Biofrontiers computer scientist, Aaron Clauset, brings the power of computing to unlock biological mysteries. (Photo: Patrick Campbell, University of Colorado)
Chasing the elegant solution
Stereotypes tell us that computer scientists are all about hardware, software and servers. They are all about sifting through crowded lines of code in the dim basement of the engineering school. If this is what you believe about computer scientists, Aaron Clauset is about to burst that misconception. An assistant professor in computer science and a faculty member of the Biofrontiers Institute, he is more interested in using computational tools to understand how complex biological and social systems work.
After graduating with a bachelor’s degree in physics, Clauset was impressed by the computer’s ability to simulate the real world and make predictions that could be tested in the laboratory. In addition, computers could model things that couldn’t be done on live subjects, or over impossibly long periods of time. He went on to get his Ph.D. in computer science and now develops computational tools for modeling phenomena in biological, technological and social systems.
“I saw an opportunity to use the computer as a virtual laboratory,” he says. “Although I came out of the natural sciences, I was fascinated by the complexity of messy systems like biological evolution and human behavior.”

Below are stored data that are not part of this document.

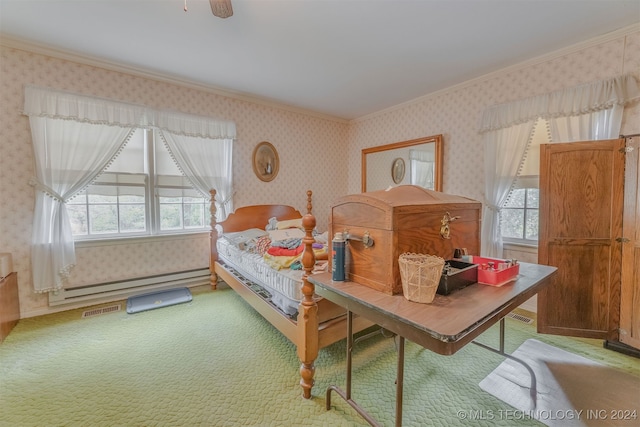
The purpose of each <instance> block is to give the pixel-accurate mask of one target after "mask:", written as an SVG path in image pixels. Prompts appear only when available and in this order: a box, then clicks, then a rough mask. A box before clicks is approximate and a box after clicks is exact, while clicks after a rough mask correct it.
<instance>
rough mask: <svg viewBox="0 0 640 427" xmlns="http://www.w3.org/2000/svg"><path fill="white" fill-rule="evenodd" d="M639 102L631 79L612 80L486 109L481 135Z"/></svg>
mask: <svg viewBox="0 0 640 427" xmlns="http://www.w3.org/2000/svg"><path fill="white" fill-rule="evenodd" d="M638 98H640V90H638V84H637V82H636V80H635V78H634V77H633V76H631V75H624V76H619V77H614V78H611V79H607V80H601V81H598V82H594V83H588V84H584V85H580V86H576V87H573V88H570V89H563V90H559V91H556V92H551V93H548V94H544V95H539V96H535V97H531V98H527V99H522V100H518V101H515V102H509V103H506V104H499V105H495V106H493V107H490V108H487V109H486V110H485V111H484V113H483V115H482V121H481V125H480V132H481V133H483V132H488V131H493V130H498V129H504V128H507V127H510V126H515V125H518V124H522V123H526V122H530V121H534V120H536V119H537V118H539V117H542V118H555V117H567V116H576V115H581V114H586V113H589V112H594V111H599V110H605V109H609V108H611V107H612V106H614V105H625V104H627V103H628V102H630V101H633V100H635V99H638Z"/></svg>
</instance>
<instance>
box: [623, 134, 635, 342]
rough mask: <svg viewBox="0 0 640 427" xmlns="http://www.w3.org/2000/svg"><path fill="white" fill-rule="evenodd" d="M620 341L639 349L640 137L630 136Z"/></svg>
mask: <svg viewBox="0 0 640 427" xmlns="http://www.w3.org/2000/svg"><path fill="white" fill-rule="evenodd" d="M624 181H625V184H624V217H623V218H624V219H623V221H622V227H623V230H622V233H623V242H622V289H621V292H620V342H622V343H624V344H627V345H629V346H631V347H634V348H637V349H640V136H635V137H632V138H627V153H626V167H625V179H624Z"/></svg>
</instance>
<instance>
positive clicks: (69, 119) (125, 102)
mask: <svg viewBox="0 0 640 427" xmlns="http://www.w3.org/2000/svg"><path fill="white" fill-rule="evenodd" d="M24 93H25V100H24V111H23V112H24V114H25V115H27V116H36V117H49V118H56V119H64V120H75V121H78V122H86V123H93V124H103V125H110V126H120V127H129V128H134V127H146V128H149V127H158V128H161V129H163V130H165V131H168V132H171V133H174V134H177V135H186V136H195V137H201V138H211V139H235V138H236V126H235V123H234V122H232V121H226V120H217V119H212V118H209V117H202V116H195V115H189V114H184V113H179V112H174V111H163V110H156V109H153V108H150V107H146V106H143V105H137V104H130V103H126V102H120V101H114V100H111V99H105V98H98V97H92V96H87V95H80V94H75V93H70V92H65V91H60V90H55V89H49V88H42V87H36V86H25V91H24Z"/></svg>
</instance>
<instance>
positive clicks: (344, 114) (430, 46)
mask: <svg viewBox="0 0 640 427" xmlns="http://www.w3.org/2000/svg"><path fill="white" fill-rule="evenodd" d="M184 1H185V0H84V1H78V0H41V1H36V0H0V35H2V36H3V37H5V38H6V39H13V40H19V41H21V42H29V43H35V44H36V45H42V46H45V47H51V48H54V49H57V50H62V51H64V52H66V53H72V54H80V55H83V56H88V57H89V58H91V59H93V60H100V61H108V62H114V63H116V64H119V65H124V66H126V67H129V68H134V69H137V70H143V71H148V72H151V73H154V74H160V75H163V76H167V77H170V78H175V79H178V80H181V81H188V82H191V83H196V84H199V85H204V86H207V87H211V88H214V89H217V90H224V91H225V92H228V93H233V94H236V95H239V96H251V97H254V98H256V99H260V100H263V101H273V102H277V103H280V104H285V105H288V106H290V107H295V108H301V109H305V110H310V111H313V112H315V113H319V114H323V115H328V116H332V117H336V118H341V119H345V120H349V119H354V118H359V117H362V116H365V115H367V114H371V113H374V112H377V111H380V110H384V109H386V108H390V107H392V106H395V105H398V104H401V103H404V102H408V101H411V100H413V99H416V98H419V97H422V96H425V95H428V94H430V93H433V92H437V91H438V90H441V89H444V88H447V87H450V86H454V85H456V84H460V83H462V82H465V81H467V80H471V79H474V78H477V77H480V76H483V75H486V74H489V73H491V72H494V71H497V70H500V69H502V68H506V67H509V66H513V65H515V64H518V63H522V62H525V61H528V60H531V59H533V58H536V57H540V56H542V55H545V54H549V53H551V52H554V51H557V50H561V49H564V48H567V47H569V46H572V45H575V44H577V43H581V42H584V41H586V40H589V39H591V38H594V37H598V36H601V35H604V34H607V33H609V32H612V31H615V30H618V29H620V28H624V27H628V26H630V25H637V24H638V23H640V0H630V1H628V0H571V1H563V0H550V1H547V0H368V1H365V0H232V4H233V12H234V13H233V16H231V17H230V18H227V19H221V18H217V17H215V16H213V15H212V13H211V8H210V7H209V2H208V1H206V0H204V1H203V0H186V5H187V12H185V11H184V10H183V9H184V6H185V3H184ZM0 77H1V76H0Z"/></svg>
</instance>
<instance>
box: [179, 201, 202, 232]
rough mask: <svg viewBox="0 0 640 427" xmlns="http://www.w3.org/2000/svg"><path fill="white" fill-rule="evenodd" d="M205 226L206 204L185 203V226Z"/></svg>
mask: <svg viewBox="0 0 640 427" xmlns="http://www.w3.org/2000/svg"><path fill="white" fill-rule="evenodd" d="M202 227H204V205H202V204H190V203H187V204H185V205H184V228H202Z"/></svg>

Clauset’s timing couldn’t have been better. The complexity of biology came into focus in 2001 when the Human Genome Project was completed. More than 1,000 scientists around the world sifted through three billion bits of data in human cells to map the ordering of all human genes. This breakthrough was just the beginning of our understanding of how genomes actually build life.
"In many areas, we're practically swimming in data and it can be difficult to turn this mountain of information into actual scientific understanding," says Clauset. "The traditional approach is to drill down and isolate things from each other. But, this leaves out the interactions between those pieces that make a complex system work. So, I try to 'drill up' to get a wider view of how the pieces fit together. This often requires developing completely new mathematical and computational techniques to figure out what's important and what's not."
Clauset looks at data on a macro level, seeking patterns. For example, biologists have extensively studied how species change size as they evolve. The sizes of fish species around the world are relatively small when averaged statistically across all fish species. But the largest members of the fish family, say a whale shark, are large to an extreme—sometimes thousands or millions of times bigger than anything in their taxonomic family.
Clauset developed a deceptively simple computational model that could predict this seemingly quantum leap of evolution. First, he put a strict limit on how small a species could become and still survive, and then slowly increased the extinction rate with the size of the species. Otherwise, Darwin’s rules held: a species inherits its size from its parent, but with a small amount of variability. Surprisingly, he ignored some of the more traditional rules of evolution and ecology, filtering out species interactions and the dynamics of growing populations.
Then he let evolution unfold in his computer, over millions of years, to show that a species tendency to grow larger is offset by its tendency to become extinct more quickly. In other words, living large as a species is risky and tends to earn you a shorter time on Earth. By recreating evolution in his computer he was able to identify patterns in species size over time.
To check his work, Clauset used fossil data from extinct mammal species going back 90 million years. He was able to show that his “virtual evolution” calculations accurately reproduced both the diversity of 4,000 living species and the fossil record patterns over the past 60 million years. Clauset’s solution was an elegant one: it stripped away enough complexity to keep the computational model very compact, but was able to accurately predict something as large as global diversity of mammal sizes.
His work on this elegant solution crossed into several academic areas: biology, paleontology, mathematics and physics, in addition to computer science. A multi-discipline approach suits Clauset’s need to roam across academic subjects, and his ability to grasp the larger picture.
“You have to be interested in the synthesis of ideas to truly be interdisciplinary,” says Clauset. “To build elegant solutions around how parts interact to create a working complex system almost always requires combining ideas from multiple disciplines.”